改进点:算法中热度这块,以前求当前集合所有待分类词的频数,现在改进为所有待分类词的占比,避免了数据倾斜。
效率方面:以前是进行一次I/O操作,进行一次分词,然后纪录每条数据的词向量。改进后的算法一次将所有待分类数据分词并读入内存中,构建词袋,第二次遍历全部带分类数据,然后在词袋中找词向量在进行计算,极大避免了重复的I/O操作(感谢我鹏哥给出犀利的优化),如果说以前的I/O操作是N*M次,那优化后的就是N->1*M=M次操作。
最终进行测试时,改进前分1000条数据跑20多分钟,改进后2分钟跑完整个程序。
代码:
先放一个改进前的代码:
"""
喷一下这段代码,无脑for循环,要不是自己写的别人真看不懂
每条数据都需要读数据,分词,读训练集,训练,大量时间浪费在I/O操作上,这段代码大家看一眼就好,没啥可仔细研究的,性能太差,当初没仔细思考写的
"""
def Predicted_Data(test_Data_path, stop_words_path, train_path, write_path, location_a, location_b):
stopwords = [line.strip() for line in open(stop_words_path, 'r', encoding='gbk').readlines()]
pattern = re.compile(u"[\u4e00-\u9fa5]+")
new_Data = pd.read_excel(test_Data_path)
result_new_Data = new_Data['spu名称']
predicted_list = []
for position in range(location_a, location_b):
datas = result_new_Data[position]
clean_datas = re.findall(pattern, str(datas))
clean_data = ''.join(clean_datas)
results = jieba.cut(clean_data)
words_list = []
for word in results:
if word not in stopwords:
words_list.append(word)
"""预测数据"""
predicted_dict = {} # 构建预测评分字典
catelist = os.listdir(train_path)
for new_name in catelist:
new_path = train_path + '\\' + new_name
with open(new_path, 'r') as f:
new_contents = f.readlines()
train_Datas = eval(new_contents[0])
label = new_name.strip('.txt')
words_list_length = len(words_list)
value_count = 0
label_count = 0
total_dict = sum(train_Datas.values())
for key in words_list: # 算法,相似度、热度、当前集合占比
if key not in train_Datas.keys():
value = 0
value_count = value + value_count
else:
label_count += 1
value = train_Datas[key]
value_count = value_count + value/total_dict
predicted_score = value_count * (label_count / words_list_length) # 通过词频及相似度判断分类结果
predicted_dict[label] = predicted_score
predicted_dict = sorted(predicted_dict.items(), key=lambda item: item[1], reverse=True) # 按分数降序
# new_dict = {}
# new_dict['label'] = predicted_dict[0][0]

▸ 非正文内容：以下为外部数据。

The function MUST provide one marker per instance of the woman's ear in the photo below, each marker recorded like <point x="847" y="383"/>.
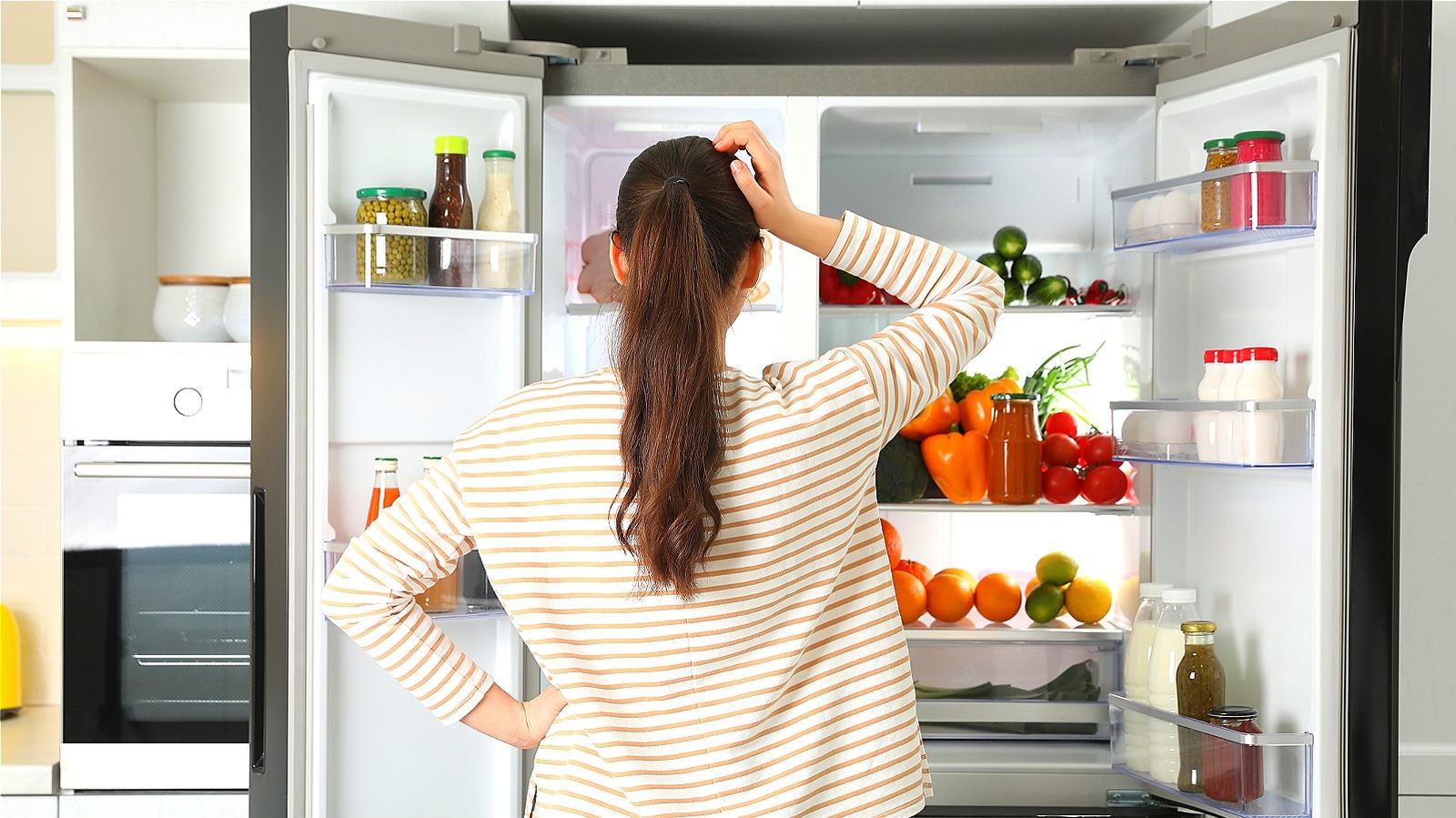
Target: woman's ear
<point x="619" y="261"/>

# new_dict['position'] = position
print('数据写入中,判定分类为:%s' % predicted_dict[0][0])
predicted_list.append(predicted_dict[0][0]) # 写入Excel
predicted_dataframe = pd.DataFrame(predicted_list)

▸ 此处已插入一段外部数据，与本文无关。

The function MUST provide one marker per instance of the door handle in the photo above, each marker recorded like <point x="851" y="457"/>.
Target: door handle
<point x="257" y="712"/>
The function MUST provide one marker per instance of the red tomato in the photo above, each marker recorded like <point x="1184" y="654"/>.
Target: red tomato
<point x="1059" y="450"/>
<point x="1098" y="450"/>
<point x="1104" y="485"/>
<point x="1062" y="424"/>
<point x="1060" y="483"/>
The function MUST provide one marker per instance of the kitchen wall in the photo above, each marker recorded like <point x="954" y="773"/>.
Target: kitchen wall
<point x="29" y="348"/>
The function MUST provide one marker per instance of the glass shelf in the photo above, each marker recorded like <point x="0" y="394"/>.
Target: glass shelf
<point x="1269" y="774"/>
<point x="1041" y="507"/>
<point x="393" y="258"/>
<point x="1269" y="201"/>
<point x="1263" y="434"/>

predicted_dataframe.to_csv(write_path, index=False, header=None, encoding='utf_8_sig')以下为对I/O操作及算法进行优化后的代码,效率精确度方面都有提升
import re
import os
import time
import jieba
import numpy as np
import pandas as pd
from collections import Counter
"""
自定义词典
辅助jieba分词,jieba在分词时会先加载自定义词典,并在待分词数据中找词典中存在的词,进行分词
"""
jieba.load_userdict("自定义词典")
# 构建训练集词典
def classification(file_name, stop_words):
stopwords = [
line.strip() for line in open(stop_words, "r", encoding="utf-8").readlines()
]
"""
正则过滤非中文字符
"""
pattern = re.compile(u"[\u4e00-\u9fa5]+")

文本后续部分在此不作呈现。